Crash and Burn - Chapter 34: Lawe ‘ia

Reena slowly opened her eyes, her head hammering. She tried moving, but her hands and feet were bound. For a moment disorientation set in, then memories intruded. Her plans for the evening, Fryer’s visit, the soft sound from behind, the blow...

“Son of a bitch,” she hissed. Either Fryer’s grudge had grown out of proportion, which was highly doubtful, or he was working for someone. Wo Fat most likely.

“Son of a bitch,” she hissed again. The little weasel had gone about it in plain sight, right underneath their noses, and no one had known, no one had suspected.

Before she succumbed to the urge to mentally kick herself, she assessed her situation. Wherever they kept her, it was pitch black and silent. So she assumed she was somewhere outside the city, she only hoped she was still on O’ahu.

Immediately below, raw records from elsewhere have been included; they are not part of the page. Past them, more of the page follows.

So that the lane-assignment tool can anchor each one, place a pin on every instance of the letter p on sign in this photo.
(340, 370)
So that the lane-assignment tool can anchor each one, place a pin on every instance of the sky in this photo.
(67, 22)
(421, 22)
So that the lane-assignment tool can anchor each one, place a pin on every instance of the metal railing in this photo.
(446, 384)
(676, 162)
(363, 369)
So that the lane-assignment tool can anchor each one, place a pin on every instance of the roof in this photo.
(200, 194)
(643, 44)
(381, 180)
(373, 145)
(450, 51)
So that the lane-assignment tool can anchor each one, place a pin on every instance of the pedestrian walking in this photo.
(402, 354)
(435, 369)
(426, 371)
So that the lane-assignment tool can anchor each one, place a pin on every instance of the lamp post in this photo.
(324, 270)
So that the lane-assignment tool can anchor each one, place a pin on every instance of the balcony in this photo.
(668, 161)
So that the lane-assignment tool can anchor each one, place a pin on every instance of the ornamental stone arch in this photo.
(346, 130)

Okay, next order of business. She wiggled left and right, hoping against hope. There was nothing in her pockets, they’ve taken her weapons, all of them. Of course, they have, they weren’t stupid. Unfortunately, they weren’t stupid.

It was pointless wiggling about in the dark like a worm, searching for something to loosen her bonds, because, unless she found a pair of shears, she wasn’t getting loose; they’ve used flexicuffs.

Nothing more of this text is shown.